L’accordo darà avvio ad una serie di iniziative per implementare la salute e la sicurezza nel corso delle operazioni portuali che si svolgono nel porto di Civitavecchia e da attuare con il coinvolgimento delle organizzazioni sindacali e delle associazioni imprenditoriali di categoria del settore portuale e in collaborazione con altre istituzioni competenti.  

Per diminuire l’incidenza di infortuni sul lavoro “Si interverrà attraverso molta formazione – spiega il sottosegretario – oggettivamente un sistema portuale presente costantemente e capace di informare i propri dipendenti può sicuramente avere un rischio di margine, sicuramente meno elevato rispetto a quello che oggi noi abbiamo e questo protocollo va in quella direzione. All’interno della realizzazione di questo protocollo ci sono anche le parti sociali, che in qualche modo sanno dove si possono intersecare i rischi e dove si possono trovare soluzioni per ambire all’infortunio Zero”. 

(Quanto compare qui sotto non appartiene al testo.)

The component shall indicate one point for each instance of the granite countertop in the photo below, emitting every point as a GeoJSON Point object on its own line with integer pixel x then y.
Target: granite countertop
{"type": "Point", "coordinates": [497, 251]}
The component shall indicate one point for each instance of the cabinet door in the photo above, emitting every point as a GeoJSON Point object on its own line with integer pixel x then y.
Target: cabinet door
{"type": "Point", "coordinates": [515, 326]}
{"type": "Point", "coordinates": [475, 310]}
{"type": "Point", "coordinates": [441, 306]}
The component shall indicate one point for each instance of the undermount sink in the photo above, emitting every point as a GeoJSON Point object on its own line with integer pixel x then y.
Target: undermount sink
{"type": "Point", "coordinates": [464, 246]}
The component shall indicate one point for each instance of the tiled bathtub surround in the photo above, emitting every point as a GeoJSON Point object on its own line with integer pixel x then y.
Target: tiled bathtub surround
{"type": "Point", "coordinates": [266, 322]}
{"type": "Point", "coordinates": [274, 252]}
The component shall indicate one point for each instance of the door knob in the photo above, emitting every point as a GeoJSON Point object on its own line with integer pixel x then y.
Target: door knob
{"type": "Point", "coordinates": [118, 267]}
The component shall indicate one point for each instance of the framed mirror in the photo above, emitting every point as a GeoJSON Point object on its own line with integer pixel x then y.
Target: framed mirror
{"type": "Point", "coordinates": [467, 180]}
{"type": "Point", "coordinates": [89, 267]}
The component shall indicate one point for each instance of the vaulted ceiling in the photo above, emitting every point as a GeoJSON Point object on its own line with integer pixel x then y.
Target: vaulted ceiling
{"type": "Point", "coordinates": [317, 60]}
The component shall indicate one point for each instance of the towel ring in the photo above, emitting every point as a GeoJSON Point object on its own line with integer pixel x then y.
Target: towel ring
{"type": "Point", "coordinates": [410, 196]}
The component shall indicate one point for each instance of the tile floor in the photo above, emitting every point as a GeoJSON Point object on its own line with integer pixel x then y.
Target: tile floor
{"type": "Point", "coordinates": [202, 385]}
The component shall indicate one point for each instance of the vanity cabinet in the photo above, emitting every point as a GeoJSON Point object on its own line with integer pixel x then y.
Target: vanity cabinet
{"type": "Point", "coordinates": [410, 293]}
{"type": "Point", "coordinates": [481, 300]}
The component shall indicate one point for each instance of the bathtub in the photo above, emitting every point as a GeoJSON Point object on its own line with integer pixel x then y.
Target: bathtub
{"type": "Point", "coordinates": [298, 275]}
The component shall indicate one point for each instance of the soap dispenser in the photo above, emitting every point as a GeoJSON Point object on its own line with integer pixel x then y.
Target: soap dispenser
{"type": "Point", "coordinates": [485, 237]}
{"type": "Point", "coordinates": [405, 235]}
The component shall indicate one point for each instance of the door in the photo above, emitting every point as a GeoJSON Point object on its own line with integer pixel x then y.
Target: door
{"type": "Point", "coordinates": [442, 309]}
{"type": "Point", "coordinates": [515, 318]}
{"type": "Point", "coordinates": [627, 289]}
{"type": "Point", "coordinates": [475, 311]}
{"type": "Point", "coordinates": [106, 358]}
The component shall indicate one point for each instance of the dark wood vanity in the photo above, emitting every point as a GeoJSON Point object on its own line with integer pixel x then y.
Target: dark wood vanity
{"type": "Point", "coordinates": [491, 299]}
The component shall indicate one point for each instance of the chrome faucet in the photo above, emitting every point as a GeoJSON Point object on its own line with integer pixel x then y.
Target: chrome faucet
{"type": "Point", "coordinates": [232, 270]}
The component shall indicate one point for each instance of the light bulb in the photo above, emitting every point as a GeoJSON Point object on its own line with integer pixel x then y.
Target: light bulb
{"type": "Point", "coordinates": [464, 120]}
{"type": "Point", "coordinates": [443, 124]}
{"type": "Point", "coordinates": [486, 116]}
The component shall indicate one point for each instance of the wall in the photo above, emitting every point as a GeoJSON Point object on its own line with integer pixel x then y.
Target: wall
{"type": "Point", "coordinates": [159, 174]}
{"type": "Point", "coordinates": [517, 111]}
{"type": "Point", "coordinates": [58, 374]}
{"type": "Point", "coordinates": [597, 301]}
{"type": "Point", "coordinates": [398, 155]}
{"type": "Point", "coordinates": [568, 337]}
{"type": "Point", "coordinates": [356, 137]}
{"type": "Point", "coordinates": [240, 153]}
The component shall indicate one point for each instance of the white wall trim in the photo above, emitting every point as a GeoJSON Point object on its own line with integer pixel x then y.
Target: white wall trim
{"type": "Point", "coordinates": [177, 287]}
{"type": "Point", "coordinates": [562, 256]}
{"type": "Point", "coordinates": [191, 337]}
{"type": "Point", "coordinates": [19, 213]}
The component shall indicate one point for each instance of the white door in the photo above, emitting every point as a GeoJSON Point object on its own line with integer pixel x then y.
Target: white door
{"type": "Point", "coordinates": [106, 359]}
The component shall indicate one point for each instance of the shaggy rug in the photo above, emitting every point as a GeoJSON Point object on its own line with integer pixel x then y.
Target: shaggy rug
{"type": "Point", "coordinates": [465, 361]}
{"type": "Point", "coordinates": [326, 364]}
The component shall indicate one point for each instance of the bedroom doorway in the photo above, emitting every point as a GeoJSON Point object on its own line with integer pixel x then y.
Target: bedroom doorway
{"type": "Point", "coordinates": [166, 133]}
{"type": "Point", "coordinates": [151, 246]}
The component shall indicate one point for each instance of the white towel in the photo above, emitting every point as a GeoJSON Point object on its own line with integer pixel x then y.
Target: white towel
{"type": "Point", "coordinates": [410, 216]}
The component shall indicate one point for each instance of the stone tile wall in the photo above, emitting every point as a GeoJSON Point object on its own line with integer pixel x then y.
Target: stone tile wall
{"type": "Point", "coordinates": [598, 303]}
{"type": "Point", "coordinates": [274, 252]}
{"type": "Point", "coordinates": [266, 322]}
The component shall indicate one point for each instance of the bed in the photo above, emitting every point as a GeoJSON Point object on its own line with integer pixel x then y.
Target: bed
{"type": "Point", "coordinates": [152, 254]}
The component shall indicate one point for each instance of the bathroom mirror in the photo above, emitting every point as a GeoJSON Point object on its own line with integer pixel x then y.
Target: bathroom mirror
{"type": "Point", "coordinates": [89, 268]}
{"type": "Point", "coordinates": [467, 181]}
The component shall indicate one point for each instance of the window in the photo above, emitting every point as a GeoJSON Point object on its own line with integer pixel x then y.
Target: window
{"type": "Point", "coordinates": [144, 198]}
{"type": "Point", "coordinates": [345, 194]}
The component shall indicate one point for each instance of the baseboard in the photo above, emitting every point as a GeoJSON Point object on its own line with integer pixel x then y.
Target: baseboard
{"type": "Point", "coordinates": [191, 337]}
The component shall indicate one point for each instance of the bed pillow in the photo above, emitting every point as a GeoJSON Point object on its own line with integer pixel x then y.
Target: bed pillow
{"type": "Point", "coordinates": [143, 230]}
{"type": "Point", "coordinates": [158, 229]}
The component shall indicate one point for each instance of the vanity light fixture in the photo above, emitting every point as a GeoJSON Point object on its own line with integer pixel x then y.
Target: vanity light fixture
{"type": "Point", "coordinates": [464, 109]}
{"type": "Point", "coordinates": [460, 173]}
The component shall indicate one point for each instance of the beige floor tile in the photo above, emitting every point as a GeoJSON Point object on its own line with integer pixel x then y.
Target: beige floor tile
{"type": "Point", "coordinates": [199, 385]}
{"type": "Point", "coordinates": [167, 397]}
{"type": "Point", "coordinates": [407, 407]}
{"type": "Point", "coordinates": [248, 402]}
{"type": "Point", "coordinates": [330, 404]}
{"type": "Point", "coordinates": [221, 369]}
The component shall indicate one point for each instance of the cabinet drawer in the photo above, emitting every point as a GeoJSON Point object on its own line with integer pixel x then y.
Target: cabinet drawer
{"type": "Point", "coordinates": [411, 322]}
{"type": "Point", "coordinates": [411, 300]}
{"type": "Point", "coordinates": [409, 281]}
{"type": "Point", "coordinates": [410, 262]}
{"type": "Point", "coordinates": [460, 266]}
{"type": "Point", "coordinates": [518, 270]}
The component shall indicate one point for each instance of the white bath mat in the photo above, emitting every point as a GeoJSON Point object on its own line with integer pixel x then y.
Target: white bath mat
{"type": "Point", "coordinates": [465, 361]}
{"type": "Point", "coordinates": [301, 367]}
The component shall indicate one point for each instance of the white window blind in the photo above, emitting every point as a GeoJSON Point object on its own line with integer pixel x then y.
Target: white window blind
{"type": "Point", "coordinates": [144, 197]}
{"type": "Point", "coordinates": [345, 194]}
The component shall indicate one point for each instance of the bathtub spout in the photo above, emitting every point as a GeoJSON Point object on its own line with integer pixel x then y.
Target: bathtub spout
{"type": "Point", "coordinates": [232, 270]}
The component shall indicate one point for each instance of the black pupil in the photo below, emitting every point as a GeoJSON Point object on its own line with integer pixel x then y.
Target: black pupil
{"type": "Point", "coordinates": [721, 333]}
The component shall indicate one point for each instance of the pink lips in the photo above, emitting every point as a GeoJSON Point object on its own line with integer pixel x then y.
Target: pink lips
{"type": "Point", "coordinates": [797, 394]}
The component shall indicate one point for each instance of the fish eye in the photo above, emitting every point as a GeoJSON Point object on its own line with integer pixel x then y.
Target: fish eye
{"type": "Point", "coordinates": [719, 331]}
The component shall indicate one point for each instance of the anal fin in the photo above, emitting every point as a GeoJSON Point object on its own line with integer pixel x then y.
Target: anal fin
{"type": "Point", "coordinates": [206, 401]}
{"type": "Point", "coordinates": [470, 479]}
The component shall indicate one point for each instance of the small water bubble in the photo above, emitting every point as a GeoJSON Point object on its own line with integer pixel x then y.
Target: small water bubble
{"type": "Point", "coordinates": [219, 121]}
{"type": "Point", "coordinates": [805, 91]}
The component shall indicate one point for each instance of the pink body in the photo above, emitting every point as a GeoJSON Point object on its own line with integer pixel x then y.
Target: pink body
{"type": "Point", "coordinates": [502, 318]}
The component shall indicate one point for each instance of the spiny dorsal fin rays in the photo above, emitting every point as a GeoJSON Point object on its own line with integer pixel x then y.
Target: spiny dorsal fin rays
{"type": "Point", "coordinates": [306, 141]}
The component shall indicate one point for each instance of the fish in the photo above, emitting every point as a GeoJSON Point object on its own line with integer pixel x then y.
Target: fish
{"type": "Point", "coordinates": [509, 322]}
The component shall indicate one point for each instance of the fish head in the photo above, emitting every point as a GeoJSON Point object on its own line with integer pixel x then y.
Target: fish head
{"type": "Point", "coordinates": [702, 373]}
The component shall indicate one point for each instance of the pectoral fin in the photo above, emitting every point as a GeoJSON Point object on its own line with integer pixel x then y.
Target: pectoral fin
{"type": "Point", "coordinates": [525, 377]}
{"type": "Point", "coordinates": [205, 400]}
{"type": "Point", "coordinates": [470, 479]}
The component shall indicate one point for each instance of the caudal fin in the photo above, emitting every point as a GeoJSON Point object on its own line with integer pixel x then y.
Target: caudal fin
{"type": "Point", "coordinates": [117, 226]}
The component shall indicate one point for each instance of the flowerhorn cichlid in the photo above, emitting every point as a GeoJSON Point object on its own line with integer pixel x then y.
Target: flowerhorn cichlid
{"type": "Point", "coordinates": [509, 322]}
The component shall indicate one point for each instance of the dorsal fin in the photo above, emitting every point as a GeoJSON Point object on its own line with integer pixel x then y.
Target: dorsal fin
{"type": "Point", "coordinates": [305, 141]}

Dai dati Inail, infatti, emerge che i principali rischi nelle realtà portuali attengono alla movimentazione di merci e alle attività di magazzino, seguiti dalla conduzione di mezzi pesanti e dalla movimentazione di macchine e mezzi operativi sulle navi. 

Altro tema fondamentale emerso dal protocollo è quello della performance “cioè i rischi che determinano dalle diversità dei porti del mondo: c’è competizione con i porti cinesi, ad esempio, che hanno sicuramente una minore valutazione del rischio rispetto a quello che noi dobbiamo mettere in campo, ma ciò che conta per noi oggi è determinare che non si può morire per lavoro”, conclude.